Le site officiel de la «Milice nationale»

Le site officiel ne contient en réalité aucune information importante. La seule chose indiquée est que la «Milice nationale» est une formation d’unités de bénévoles, dont l’objectif est d’assurer l’ordre dans les rues des villes ukrainiennes. Elle est composée d’anciens vétérans et de jeunes patriotes. L’inscription dans les rangs de l’organisation peut se faire direcement via le site internet. Parmi les renseignements traditionnels à compléter, une première surprise : le candidat potentiel possède t-il une arme légale ?

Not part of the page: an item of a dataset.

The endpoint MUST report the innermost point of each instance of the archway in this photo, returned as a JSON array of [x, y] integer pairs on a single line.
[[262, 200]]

Selon la carte de l’Ukraine publiée sur le site (ci-dessus), des unités de la «Milice» ont déjà été formées à Kyiv, Tchernivtsi, Loutsk, Ivano-Frankivsk, Vinnytsia, Zhytomir, Tcherkassy, Tchernygiv, Poltava, Dnipro, Kharkiv, Zaporijjya et....Louhansk, mais selon le Registre national des organisations publiques ukrainiennes, il n'existe pour l'instan que deux organisations «Milices nationales», dont l’une est enregistrée à Kyiv ( Code 41356521) et l’autre à Zaporijjya (Code 41662420).

Le commandant de l’organisation est Igor Mikhaylenko, surnommé «Tcherkass». Ancien commandant du régiment «Azov», son nom a également été cité dans une enquête préliminaire sur le braquage de la banque «OchtchadBanque» le 15 juillet 2016 dans la région de Zaporijjya.

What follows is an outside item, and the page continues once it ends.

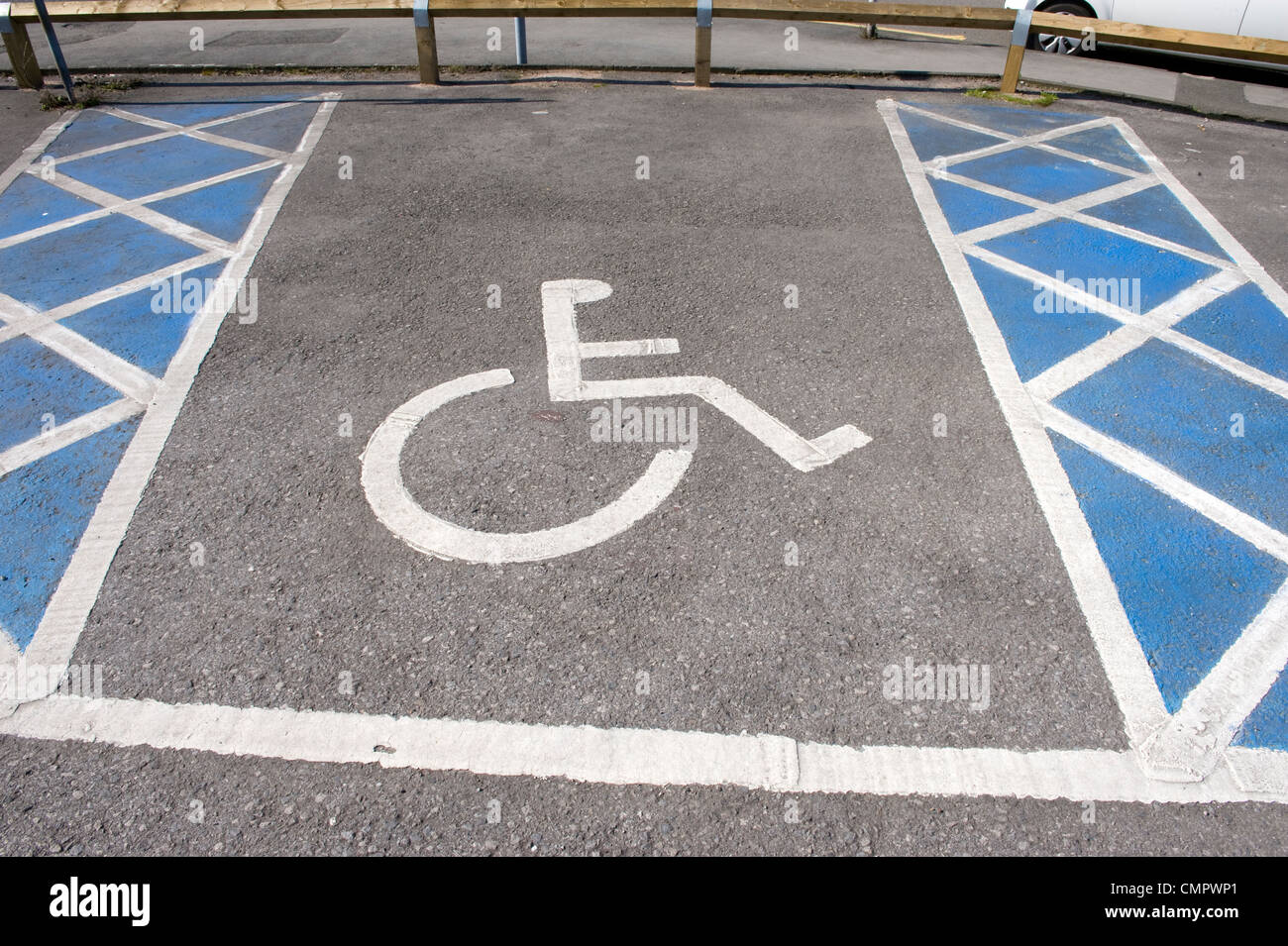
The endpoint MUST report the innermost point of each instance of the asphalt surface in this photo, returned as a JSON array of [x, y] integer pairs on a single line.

Légalité, Financement et droit de porter une arme

En plus de sa propre charte régissant son fonctionnement interne; la milice se base sur de nombreux textes de lois pour justifier son existence et ses actions, notamment la Constitution ukrainienne et particulièrement la loi portant « sur la participation des citoyens à la protection de l'ordre public et de la frontière de l'État », mais également sur plusieurs autres textes et décrets comme les Actes du Président de l'Ukraine et du Conseil des ministres de l'Ukraine, les législations des administrations publiques locales et l'autonomie locale sur la protection de l'ordre public et la lutte contre les infractions pénales et administratives, ainsi que la charte de formation.

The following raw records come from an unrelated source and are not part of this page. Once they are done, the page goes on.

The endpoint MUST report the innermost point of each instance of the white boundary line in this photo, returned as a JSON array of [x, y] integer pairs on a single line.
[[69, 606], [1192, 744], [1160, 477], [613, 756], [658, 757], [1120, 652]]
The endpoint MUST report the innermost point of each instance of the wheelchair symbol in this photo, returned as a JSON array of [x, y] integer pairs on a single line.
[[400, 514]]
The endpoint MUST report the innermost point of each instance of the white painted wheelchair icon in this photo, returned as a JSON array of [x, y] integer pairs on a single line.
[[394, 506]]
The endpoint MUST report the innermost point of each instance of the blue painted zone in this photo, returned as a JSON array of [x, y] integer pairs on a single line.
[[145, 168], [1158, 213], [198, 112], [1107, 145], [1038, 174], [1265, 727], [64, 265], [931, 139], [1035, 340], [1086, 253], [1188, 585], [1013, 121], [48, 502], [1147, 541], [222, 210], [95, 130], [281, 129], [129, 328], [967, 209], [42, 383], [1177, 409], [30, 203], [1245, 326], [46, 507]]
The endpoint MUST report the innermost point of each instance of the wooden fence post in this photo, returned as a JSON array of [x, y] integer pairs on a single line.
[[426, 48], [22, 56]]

Le règlement de la milice nationale de Volyn (Nord-ouest de l'Ukraine) est disponible sur le registre en ligne des administrations publiques en ligne la formation publique «Milices nationales". Dans ce document, nous avons identifié trois des aspects les plus sensibles pour la société : la légitimité de ces organisations, les sources de financement, ainsi que le droit de posséder des armes à feu

1.La légitimité de la «Milice».

La formation est créée (...) pour aider les autorités locales, les forces de l'ordre, les autorités exécutives (...) à prévenir et réprimer les infractions pénales et administratives, protéger la vie et la santé des citoyens, protéger la société et l'État contre les attaques illégales ...

Ivan Vartchenko, conseiller du ministre de l’Intérieur, est persuadé que l’activité des agents de la «Milice» est légale, mais note qu’elle doit être coordonnée avec les forces de l’ordre:

«C’est tout à fait légal. Cependant ils n’ont pas le droit de remplir certaines prérogatives qui restent exclusives à la police. Ils ne peuvent pas, par exemple, demander aux citoyens de présenter leurs documents, arrêter les moyens de transport, ou procéder à des fouilles etc».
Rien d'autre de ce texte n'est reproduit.